Adanudemonutinyanya ana miazu ablodeviwo le Togo (La connaissance de l’informatique fera de nous des gens indépendants au Togo – En Ewé)
L’importance d’internet pour la science ouverte
Il arrive que je travaille avec les étudiants en philosophie, en sociologie, en anthropologie et ceux inscrits en brevet de technicien supérieur (BTS). L’internet nous sauve beaucoup ; surtout Google et Wikipédia. Avec ce moteur de recherche et cette encyclopédie, j’ai travaillé de janvier à avril 2015 avec une étudiante qui a fait son dossier de culture professionnelle en communication des entreprises. Celle-ci était en deuxième année en communication des entreprises. À part les visites d’entreprises qui ont été faites et guidées par ses profs et les responsables des entreprises visitées, la grande partie des travaux a été faite avec moi qui suis prof de philosophie et qui n’avais pas une grande connaissance de ce domaine. Mais je vous assure que son travail a été accepté et approuvé. Elle a réussi et m’a envoyé un SMS pour me confirmer sa réussite. Ce qui me prouve que la science ouverte est une grande opportunité pour s’ouvrir à toute forme de connaissance. Grâce à internet, nous pouvons mieux faire de nos jours et nous n’avons aucune raison de trop nous plaindre. Pour outiller mes élèves et les étudiants qui m’abordent pour des questions d’explication ou de recherche, je recommande vivement depuis un certain temps Google et Wikipédia. Je reconnais leur importance et je n’ai aucun complexe, aucune gêne à dire ça. Dans la classe de terminale A4 ou L à l’Institut Micro-Plus où j’enseigne, des élèves ont compris et à partir de leur portable doté de connexion, ils téléchargent et enregistrent des œuvres que je cite avec précision dans mes cours de philosophie.

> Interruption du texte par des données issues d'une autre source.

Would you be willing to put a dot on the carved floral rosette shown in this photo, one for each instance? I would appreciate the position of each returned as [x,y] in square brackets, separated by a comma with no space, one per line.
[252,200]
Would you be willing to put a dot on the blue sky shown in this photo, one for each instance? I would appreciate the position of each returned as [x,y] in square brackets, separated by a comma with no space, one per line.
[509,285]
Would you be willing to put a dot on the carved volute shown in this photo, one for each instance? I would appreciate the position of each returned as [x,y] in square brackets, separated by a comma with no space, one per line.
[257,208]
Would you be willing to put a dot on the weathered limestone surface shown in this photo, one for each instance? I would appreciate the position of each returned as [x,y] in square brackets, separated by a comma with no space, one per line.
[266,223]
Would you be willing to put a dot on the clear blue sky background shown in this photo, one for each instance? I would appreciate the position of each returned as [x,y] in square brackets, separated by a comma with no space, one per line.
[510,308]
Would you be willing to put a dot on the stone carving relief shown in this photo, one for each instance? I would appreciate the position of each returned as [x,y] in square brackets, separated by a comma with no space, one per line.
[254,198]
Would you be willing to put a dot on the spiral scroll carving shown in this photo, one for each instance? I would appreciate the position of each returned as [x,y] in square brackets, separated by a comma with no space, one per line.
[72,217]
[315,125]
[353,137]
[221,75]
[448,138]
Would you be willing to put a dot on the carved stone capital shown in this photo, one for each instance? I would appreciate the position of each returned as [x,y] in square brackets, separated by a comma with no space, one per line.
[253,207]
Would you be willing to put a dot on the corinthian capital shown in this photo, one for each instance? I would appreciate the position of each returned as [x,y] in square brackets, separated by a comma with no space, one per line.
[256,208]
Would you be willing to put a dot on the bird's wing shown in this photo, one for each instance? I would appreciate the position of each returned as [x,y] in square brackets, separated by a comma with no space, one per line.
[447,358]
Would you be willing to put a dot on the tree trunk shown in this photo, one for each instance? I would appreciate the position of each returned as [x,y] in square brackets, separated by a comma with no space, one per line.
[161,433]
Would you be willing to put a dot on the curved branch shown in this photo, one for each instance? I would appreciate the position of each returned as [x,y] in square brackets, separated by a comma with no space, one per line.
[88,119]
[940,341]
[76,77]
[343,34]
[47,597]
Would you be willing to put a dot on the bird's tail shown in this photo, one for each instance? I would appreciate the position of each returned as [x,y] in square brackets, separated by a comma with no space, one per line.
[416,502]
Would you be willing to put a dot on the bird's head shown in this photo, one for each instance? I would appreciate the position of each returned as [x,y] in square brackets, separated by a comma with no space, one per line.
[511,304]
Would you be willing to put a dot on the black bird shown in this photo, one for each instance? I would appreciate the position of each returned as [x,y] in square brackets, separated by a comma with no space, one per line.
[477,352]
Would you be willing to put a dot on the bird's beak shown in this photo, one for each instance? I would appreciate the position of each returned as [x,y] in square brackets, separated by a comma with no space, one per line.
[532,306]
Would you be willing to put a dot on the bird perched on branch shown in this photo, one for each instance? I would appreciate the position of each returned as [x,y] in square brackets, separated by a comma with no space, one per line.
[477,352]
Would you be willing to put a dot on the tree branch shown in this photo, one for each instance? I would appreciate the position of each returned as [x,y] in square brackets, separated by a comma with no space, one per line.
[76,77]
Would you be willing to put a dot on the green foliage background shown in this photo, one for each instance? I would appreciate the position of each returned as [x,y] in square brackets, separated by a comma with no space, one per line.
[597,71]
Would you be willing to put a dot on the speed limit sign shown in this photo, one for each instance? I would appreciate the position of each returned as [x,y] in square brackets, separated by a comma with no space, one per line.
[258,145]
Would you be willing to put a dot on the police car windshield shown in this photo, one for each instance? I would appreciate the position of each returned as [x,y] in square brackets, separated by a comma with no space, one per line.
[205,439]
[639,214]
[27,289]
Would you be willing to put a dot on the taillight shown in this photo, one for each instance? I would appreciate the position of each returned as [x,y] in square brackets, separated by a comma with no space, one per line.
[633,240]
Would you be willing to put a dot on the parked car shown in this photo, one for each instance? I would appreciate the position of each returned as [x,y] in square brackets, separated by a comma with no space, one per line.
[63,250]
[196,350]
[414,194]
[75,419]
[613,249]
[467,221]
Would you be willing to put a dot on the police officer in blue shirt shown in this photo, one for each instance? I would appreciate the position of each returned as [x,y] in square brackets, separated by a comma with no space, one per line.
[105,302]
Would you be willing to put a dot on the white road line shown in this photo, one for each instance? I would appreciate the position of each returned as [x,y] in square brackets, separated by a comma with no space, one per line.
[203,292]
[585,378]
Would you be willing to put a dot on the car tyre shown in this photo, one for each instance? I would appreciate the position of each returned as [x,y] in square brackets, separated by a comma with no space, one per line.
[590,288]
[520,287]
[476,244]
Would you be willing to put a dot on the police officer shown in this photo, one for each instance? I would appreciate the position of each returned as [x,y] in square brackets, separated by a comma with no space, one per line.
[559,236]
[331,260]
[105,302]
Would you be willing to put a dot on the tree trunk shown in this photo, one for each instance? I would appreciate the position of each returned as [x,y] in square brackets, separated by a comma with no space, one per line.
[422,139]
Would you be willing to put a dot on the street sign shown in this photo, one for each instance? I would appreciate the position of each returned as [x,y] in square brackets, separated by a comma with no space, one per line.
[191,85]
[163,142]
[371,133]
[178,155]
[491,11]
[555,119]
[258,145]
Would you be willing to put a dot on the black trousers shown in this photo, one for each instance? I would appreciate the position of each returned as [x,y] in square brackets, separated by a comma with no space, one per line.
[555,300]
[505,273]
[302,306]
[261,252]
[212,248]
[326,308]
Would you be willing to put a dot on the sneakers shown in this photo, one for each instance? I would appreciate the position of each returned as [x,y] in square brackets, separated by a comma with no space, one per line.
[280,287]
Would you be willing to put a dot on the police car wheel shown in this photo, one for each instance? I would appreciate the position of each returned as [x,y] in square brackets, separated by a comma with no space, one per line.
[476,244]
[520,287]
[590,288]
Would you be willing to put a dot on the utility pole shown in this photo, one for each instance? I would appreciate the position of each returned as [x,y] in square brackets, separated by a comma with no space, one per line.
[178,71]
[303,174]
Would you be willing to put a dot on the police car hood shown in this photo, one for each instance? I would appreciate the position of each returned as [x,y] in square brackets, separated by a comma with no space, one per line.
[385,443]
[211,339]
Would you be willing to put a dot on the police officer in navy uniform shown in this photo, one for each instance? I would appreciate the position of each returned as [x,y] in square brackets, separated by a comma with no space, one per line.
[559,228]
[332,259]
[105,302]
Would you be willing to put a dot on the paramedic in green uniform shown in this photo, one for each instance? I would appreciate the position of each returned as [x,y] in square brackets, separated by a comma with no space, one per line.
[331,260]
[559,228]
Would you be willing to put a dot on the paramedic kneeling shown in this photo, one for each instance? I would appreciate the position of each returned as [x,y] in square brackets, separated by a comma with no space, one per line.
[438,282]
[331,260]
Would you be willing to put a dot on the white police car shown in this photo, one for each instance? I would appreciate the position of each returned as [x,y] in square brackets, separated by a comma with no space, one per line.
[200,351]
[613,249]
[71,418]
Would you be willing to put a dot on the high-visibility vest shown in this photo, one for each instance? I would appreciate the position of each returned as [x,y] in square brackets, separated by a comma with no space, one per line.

Un groupe de travail communautaire en philosophie
Pour mieux guider et aider mes élèves, je les encourage et j’ai, de concert avec certains d’entre eux et avec des élèves fréquentant d’autres lycées de Lomé au Togo, décidé de créer un groupe de travail sérieux en philosophie afin de mieux leur permettre de comprendre la chose philosophique pour leur propre réussite en classe, au baccalauréat et aussi dans la vie. Ce groupe travaillera tous les mardis et jeudis de 16 heures à 18 heures non loin de notre école ; le travail consistera à réexpliquer tous les cours ainsi qu’à traiter les sujets de dissertation et de commentaire de texte philosophique. Les travaux de recherche prendront également une part importante dans nos activités. Nous débuterons le 17 novembre 2015 et nous terminerons à la veille du baccalauréat, en juin 2016. Nous mobilisons tous les élèves à prendre part à ce grand rendez-vous d’échange en philosophie et déjà, grâce au bouche-à-oreille et à quelques annonces sur mon compte Twitter, je vois que ça marche et que ça marchera ; les élèves m’ont dit qu’il se peut que tout soit dans de bonnes conditions avant cette date.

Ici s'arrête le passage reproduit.